Barbara Guazzini, Il travaso

Nei racconti che ho letto dell’esordiente Barbara Guazzini è sempre presente il tema della morte, in varie declinazioni: un’infermiera che lavora all’obitorio, due genitori che decidono di sopprimere il cane di casa senza dirlo alla loro bambina, un figlio che deve occuparsi delle spoglie del padre. Tuttavia non c’è nulla di morboso nei suoi testi. Al contrario, le situazioni vengono narrate con un tono molto quotidiano e concreto, con uno sguardo che è profondamente partecipe e umano. In altre parole, c’è molta vita in queste storie sulla morte. Il racconto che ho scelto per ’tina lo mostra molto bene, mettendo in scena un commovente esempio di amore filiale.

Barbara Guazzini, Il travaso

Avrò avuto sei anni. Una nevicata poderosa e inaspettata si era accomodata sui tetti e nelle vie. Io, per la verità, la notte prima avevo pregato fino a sfinirmi. Ti prego Gesù, fa’ che domani sia tutto bianco, e fa’ che babbo non vada a lavoro. L’oggetto dei miei desideri si era materializzato e io credetti di avere tra le mani la formula magica. La scuola rimase chiusa. Io indossai gli scarponcini marroni col pelo dentro, i guanti di camoscio, la giacca a vento verde-azzurra e la sciarpa a righe. Mia madre si vestì di bianco, sembrava la Regina della Neve, rideva, rideva, con la punta del naso arrossata e umida e i pomelli sulle guance come Heidi. Incrociavo gli altri bimbi per strada e mi pareva che mi guardassero riconoscenti, come se sapessero che quel ben di Dio era merito mio.

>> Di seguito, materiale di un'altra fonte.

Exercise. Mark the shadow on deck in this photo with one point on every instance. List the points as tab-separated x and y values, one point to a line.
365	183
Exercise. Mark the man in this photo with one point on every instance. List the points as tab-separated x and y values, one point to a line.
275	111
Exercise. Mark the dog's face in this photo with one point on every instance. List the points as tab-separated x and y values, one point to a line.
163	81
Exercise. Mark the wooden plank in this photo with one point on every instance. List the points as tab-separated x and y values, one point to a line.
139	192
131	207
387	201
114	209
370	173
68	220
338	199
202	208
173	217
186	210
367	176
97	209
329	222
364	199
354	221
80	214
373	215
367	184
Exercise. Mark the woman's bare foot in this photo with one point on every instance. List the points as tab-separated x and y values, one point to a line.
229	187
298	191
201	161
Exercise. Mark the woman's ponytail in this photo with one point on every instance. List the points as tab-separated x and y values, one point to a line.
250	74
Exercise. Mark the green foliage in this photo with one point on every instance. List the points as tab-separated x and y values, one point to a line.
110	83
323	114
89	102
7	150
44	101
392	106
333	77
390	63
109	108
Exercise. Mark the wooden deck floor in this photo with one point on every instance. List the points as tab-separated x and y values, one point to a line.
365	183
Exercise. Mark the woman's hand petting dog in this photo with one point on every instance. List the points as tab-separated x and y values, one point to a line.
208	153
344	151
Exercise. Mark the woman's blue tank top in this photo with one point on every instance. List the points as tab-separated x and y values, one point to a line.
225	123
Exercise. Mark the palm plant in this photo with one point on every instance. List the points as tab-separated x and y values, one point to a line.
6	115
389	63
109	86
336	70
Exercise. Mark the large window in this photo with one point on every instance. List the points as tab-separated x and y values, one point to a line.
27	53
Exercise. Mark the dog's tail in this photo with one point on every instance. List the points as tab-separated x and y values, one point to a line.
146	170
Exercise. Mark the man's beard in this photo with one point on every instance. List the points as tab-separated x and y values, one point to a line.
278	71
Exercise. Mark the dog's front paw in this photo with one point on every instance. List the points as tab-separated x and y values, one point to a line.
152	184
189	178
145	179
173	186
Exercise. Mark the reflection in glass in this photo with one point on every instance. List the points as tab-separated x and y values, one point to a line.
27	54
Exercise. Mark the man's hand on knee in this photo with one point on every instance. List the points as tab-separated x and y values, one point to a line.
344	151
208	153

Mio padre ci fece la sorpresa di raggiungerci al parco. A dire la verità, l’avevo aspettato per tutto il tempo, e quando lo vidi spuntare mezzobusto dietro la siepe, che delimitava il perimetro del prato, gli corsi incontro. Lui si fermò, sorrideva, e teneva le braccia allungate verso di me pronte ad accogliermi. Vieni qui, pulce, quanto bene mi vuoi, eh, amore mio?, disse col tono di voce dei segreti. Io allargai le braccia più che potei. Quanto il mondo e poi fino alla luna e ritorno, gli risposi.

 

Questa volta, invece, mio padre non è proprio voluto arrivare, si è sciolto come la neve al sole e ha preso la via dei tombini. Eppure io l’ho aspettato, per tutto il tempo. Ero a venti, trenta metri da lui, davanti all’ingresso del carcere, seduto in attesa sulla panchina fatta con le barre di metallo a rotaie tronche. Oggi doveva essere il gran giorno. Lo stavo immaginando spuntare, poco alla volta, nello spazio che sarebbe cresciuto fiacco tra lo stipite e il battente di quel portone a motore che blinda le vite delle persone. E facevo le mie ipotesi. Terrà la testa bassa per riabituare gli occhi alla luce diretta del sole. Sarà travolto dalla vita fuori e gli morirà il respiro. Avrà indosso i vestiti nuovi che gli ho fatto consegnare, forse gli andranno un po’ larghi. Avrà le mani dissanguate e fredde. Mi guarderà e dirà È troppo tardi?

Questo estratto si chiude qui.